Bis 27. Juni konnte sich jeder Isländer auf den Posten bewerben, jetzt hat das Finanzministerium eine Liste von 10 möglichen Kandidaten veröffentlicht, darunter auch Guðmundsson. Das Auswahl-Komittee um den Polizeichef bewertet nun alle Kandidaten und spricht dann eine Empfehlung an den Premierminister aus. Entscheiden will das Komitee allerdings erst Ende dieses Jahres, die Amtszeit Guðmundssons endet jedoch bereits im September. Die Zukunft seines Nachfolgers ist also zunächst ungewiss.
Das ausgerechnet Polizeichef Eiríksson zum Vorsitzenden des dreiköpfigen Auswahl-Kommitees wurde, löste Besorgnis in der Finanz-Community in Reykjavik aus. Eiríksson ist ein Jurist, der in einer Reihe von Regierungsausschüssen tätig war: Allerdings zu finanzfernen Themen wie Polizei, Verteidigung oder europäische Freizügigkeit nach dem Schengen-System. Er ist weder Wirtschaftswissenschaftler noch Finanzexperte.

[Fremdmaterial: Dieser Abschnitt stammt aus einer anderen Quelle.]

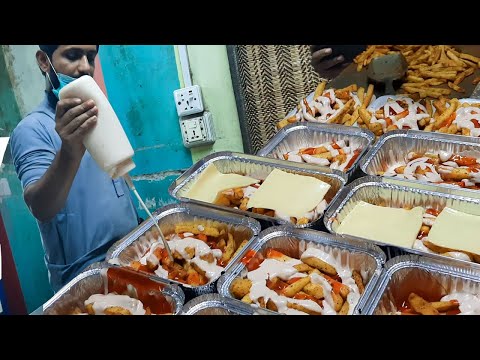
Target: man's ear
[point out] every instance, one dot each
(42, 61)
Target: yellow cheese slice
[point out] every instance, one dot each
(456, 230)
(394, 226)
(211, 182)
(289, 194)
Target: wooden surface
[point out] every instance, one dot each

Ebenso wenig wie das zweite Ausschussmitglied, Ólöf Nordal, bis zum vergangenen Jahr Mitglied des Parlaments und stellvertretende Vorsitzende der Unabhängigkeitspartei. Dennoch sitzt Nordal auch im Aufsichtsgremium der Notenbank und leitet den Ausschuss zu ihrer Umstrukturierung. Der einzige Ökonom im Auswahl-Komitee zur Bewertung der Kandidaten ist Gudmundur Magnusson, ehemaliger Rektor der Universität von Island und seit 2008 im Ruhestand.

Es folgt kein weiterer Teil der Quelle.